There was an EEG study out of Stanford University that was released this spring which showed that in the ME/CFS population there was a greater than 50% reduction in peak alpha waves over the whole frontal cortex of the brain. These are the waves that regulate your sleep/wake states so with that much of a reduction it would indicate that these patients aren't as "awake" as normal people. The study also found that ME/CFS patients had increased delta waves when awake. Usually you only see delta waves in sleep. So that's two strikes against these patients for their brains being alert and working normally when awake. Again, since there is so much crossover between the two populations (POTS and ME/CFS), and some docs are now saying they think it's really just a continuum of the same thing, this may apply to us in varying degrees. There was another study also released at Stanford which showed a direct correlation between Leptin levels and fatigue in ME/CFS patients. Leptin has been known for it's role in weight control but it's a cytokine that has many roles in the immune system. It can apparently interact with microglia in the brain in such a way that it makes them much more prone to causing inflammation inappropriately. Another study, from Japan, found that there is inflammation in the brain in ME/CFS patients that correlated with their subjective complaints of cognitive impairments and this same study showed that microglia were involved with that inflammation. A 600 person study done at Harvard was able to clearly show differences in EEG patterns between ME/CFS patients, controls, depressed patients and patients with general fatigue. So it seems like these all show that there is clearly something up with the brain in this patient population- which many of us fall into. Now they just need to figure out what to do about it and how to treat it.

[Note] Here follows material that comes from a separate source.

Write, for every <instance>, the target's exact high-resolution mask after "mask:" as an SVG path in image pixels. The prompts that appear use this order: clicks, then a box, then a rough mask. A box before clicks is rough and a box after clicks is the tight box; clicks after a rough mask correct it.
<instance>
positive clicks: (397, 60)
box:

Thanks Rachel. Nice article! Corina- It looks like this article is from 2012, unless I'm misunderstanding you and you're asking about the date for one of the cited reference articles.

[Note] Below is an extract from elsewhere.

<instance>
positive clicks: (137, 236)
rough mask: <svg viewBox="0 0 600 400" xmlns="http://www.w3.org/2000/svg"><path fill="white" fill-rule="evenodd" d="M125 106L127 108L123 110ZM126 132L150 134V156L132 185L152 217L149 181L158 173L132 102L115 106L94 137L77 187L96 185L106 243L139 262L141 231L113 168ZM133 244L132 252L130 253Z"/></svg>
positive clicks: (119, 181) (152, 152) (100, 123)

Kitt- I have skimmed the paper but didn't have time to read it thoroughly like I want to. Brain fog has been bad so nothing much is making sense these days. I will keep it to read later though. I have seen some of his YouTube videos in the past. I take the liquid cromolyn and use 1 vial 4x a day. It's prescribed for 2 vials 4x a day but I was too dumb to realize that when I first got the prescription and I did ok with the dose I was taking so I've just stayed with that. When I tried going up, I had more side effects so figured I'd stay with where I was being successful. I get mine thru our mail order pharmacy so I get 6 months worth at a time.

Definitely! I noticed a correlation between this symptom and the weather when I first became ill and it continues even now 5 years later. My kids claim I'm a better weather barometer than anything they find online.

Blue- it's helped with my IBS symptoms. When I had a colonscopy recently they tested the biopsy samples for mast cells and the pathology report came back saying all the samples contained higher than normal numbers of mast cells. It may be helping with other things as well but I'm on so many different things it's hard to say what's doing what any more. Kitt- I had my IgE tested 5 years ago when I first became ill and it was very elevated. It was tested last week and it was normal.